Het leven in Delhi was in het begin wreed: geen familie, geen vrienden. Ik werkte voor een loon, woonde in een klein gehuurd hoekje en probeerde mezelf ervan te overtuigen dat ik sterk was. Maar elke avond miste ik mijn thuis, miste ik mijn moeder en stiekem… ook mijn vader.
Vier jaar lang hield ik nauwelijks contact en stuurde ik alleen een korte nieuwjaarsgroet. Ik dacht dat ik het wel kon vergeten, totdat ik op een dag een telefoontje kreeg van mijn oude leraar op de middelbare school:
« Amit, ik bel namens je vader. Hij is ziek, ligt in het ziekenhuis. Hij wil je echt zien… »
Ik verstijfde. Terwijl ik me vastklampte aan woede, was mijn vader oud en zwak geworden.
De terugkeer
Ik pakte de trein terug naar Lucknow. Ik dacht dat ik er klaar voor was, maar toen ik het huis binnenstapte, was ik overdonderd.
De vrouw die mij begroette… was mevrouw Sharma, mijn wiskundelerares van school, degene voor wie ik diep respect had.
« Amit! Ben je echt teruggekomen? » zei ze, haar ogen glinsterden van de tranen.

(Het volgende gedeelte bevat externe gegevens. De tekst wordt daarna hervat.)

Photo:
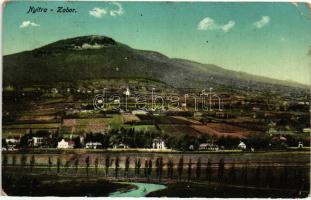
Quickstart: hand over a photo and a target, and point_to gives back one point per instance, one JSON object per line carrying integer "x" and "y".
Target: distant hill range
{"x": 97, "y": 57}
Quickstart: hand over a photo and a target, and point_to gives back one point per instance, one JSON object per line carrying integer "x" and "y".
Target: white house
{"x": 120, "y": 146}
{"x": 12, "y": 140}
{"x": 139, "y": 112}
{"x": 37, "y": 141}
{"x": 209, "y": 147}
{"x": 300, "y": 144}
{"x": 242, "y": 145}
{"x": 62, "y": 144}
{"x": 93, "y": 145}
{"x": 158, "y": 144}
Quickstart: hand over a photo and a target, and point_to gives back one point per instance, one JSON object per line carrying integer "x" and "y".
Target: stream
{"x": 141, "y": 191}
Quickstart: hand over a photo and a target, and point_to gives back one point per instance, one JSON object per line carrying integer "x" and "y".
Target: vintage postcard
{"x": 156, "y": 99}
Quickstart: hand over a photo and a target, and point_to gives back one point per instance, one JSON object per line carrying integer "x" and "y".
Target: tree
{"x": 23, "y": 160}
{"x": 107, "y": 164}
{"x": 146, "y": 168}
{"x": 4, "y": 143}
{"x": 76, "y": 165}
{"x": 232, "y": 172}
{"x": 66, "y": 166}
{"x": 49, "y": 164}
{"x": 189, "y": 169}
{"x": 160, "y": 168}
{"x": 244, "y": 173}
{"x": 170, "y": 168}
{"x": 138, "y": 167}
{"x": 180, "y": 167}
{"x": 221, "y": 168}
{"x": 96, "y": 166}
{"x": 209, "y": 170}
{"x": 127, "y": 166}
{"x": 14, "y": 160}
{"x": 150, "y": 168}
{"x": 117, "y": 167}
{"x": 58, "y": 164}
{"x": 87, "y": 162}
{"x": 4, "y": 161}
{"x": 258, "y": 175}
{"x": 198, "y": 169}
{"x": 77, "y": 143}
{"x": 32, "y": 162}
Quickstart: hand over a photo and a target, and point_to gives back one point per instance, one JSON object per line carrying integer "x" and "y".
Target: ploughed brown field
{"x": 222, "y": 129}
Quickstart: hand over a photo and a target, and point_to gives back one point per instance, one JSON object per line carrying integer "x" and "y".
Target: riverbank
{"x": 48, "y": 185}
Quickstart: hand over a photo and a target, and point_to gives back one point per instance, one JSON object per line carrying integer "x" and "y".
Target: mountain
{"x": 96, "y": 57}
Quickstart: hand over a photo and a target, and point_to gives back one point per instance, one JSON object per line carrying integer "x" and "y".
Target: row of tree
{"x": 183, "y": 170}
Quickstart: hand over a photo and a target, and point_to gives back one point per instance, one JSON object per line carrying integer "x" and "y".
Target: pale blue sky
{"x": 269, "y": 39}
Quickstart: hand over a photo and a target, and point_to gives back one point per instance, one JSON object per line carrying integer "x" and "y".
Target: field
{"x": 222, "y": 129}
{"x": 178, "y": 130}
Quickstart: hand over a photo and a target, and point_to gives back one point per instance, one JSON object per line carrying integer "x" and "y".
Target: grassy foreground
{"x": 39, "y": 185}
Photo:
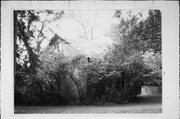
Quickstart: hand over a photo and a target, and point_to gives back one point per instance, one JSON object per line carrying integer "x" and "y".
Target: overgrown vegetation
{"x": 43, "y": 77}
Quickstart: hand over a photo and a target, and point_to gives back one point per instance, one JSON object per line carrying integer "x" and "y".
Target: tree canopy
{"x": 46, "y": 76}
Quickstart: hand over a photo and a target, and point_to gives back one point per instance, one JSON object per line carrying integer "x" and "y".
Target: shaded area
{"x": 143, "y": 104}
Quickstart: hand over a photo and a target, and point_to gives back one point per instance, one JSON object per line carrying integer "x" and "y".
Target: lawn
{"x": 143, "y": 104}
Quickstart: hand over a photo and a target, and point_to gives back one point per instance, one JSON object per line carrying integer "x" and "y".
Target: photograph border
{"x": 170, "y": 54}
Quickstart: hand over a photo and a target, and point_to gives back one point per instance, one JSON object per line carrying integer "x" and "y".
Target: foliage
{"x": 46, "y": 77}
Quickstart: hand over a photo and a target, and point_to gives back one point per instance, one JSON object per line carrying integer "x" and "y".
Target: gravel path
{"x": 144, "y": 104}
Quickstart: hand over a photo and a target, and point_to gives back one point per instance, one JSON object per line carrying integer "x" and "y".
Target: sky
{"x": 70, "y": 28}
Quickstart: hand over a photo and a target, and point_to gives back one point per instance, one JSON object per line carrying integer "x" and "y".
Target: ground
{"x": 143, "y": 104}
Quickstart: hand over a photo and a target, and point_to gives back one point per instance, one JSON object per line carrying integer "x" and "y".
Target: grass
{"x": 143, "y": 104}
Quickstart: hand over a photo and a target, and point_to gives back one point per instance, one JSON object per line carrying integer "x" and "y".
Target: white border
{"x": 170, "y": 49}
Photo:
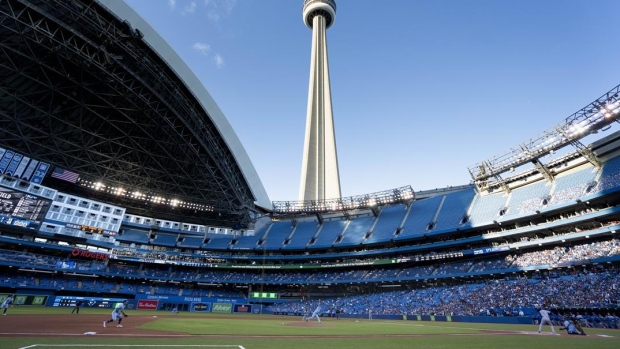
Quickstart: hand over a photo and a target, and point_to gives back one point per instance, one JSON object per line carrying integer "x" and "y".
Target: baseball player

Vader kwam stralend uit de keuken:
« Dit had je niet verwacht, hè? De vrouw met wie ik hertrouwd ben, is mevrouw Sharma. »
Ik was verbijsterd. Jarenlang had ik me voorgesteld dat een vreemde mijn moeder zou vervangen. Maar in plaats daarvan was het juist de leraar die ons bijstond tijdens mijn ziekenhuistijd, degene die me geduldig door wiskunde loodste toen het leven ondraaglijk was.
Dat onvergetelijke gesprek
Papa trok me op de grond om te gaan zitten, zijn stem was vastberaden:
« Nadat je moeder overleed, was mevrouw Sharma degene die naast me bleef staan. Niemand zou je moeder ooit kunnen vervangen, maar ze hielp me door mijn donkerste dagen heen. »
Mevrouw Sharma voegde er zachtjes aan toe:
— « Ik verwacht niet dat je me moeder noemt, noch dat je haar plaats inneemt. Ik wil alleen voor je vader zorgen, en als je me toestaat, wil ik graag als familie in je leven blijven. »
Voor het eerst in jaren stroomden er tranen uit mijn ogen. Niet van woede, maar van spijt. Ik dacht dat ik de herinnering aan mijn moeder beschermde, maar ik deed niets anders dan vluchten. Ondertussen verdroeg mijn vader zijn eenzaamheid alleen.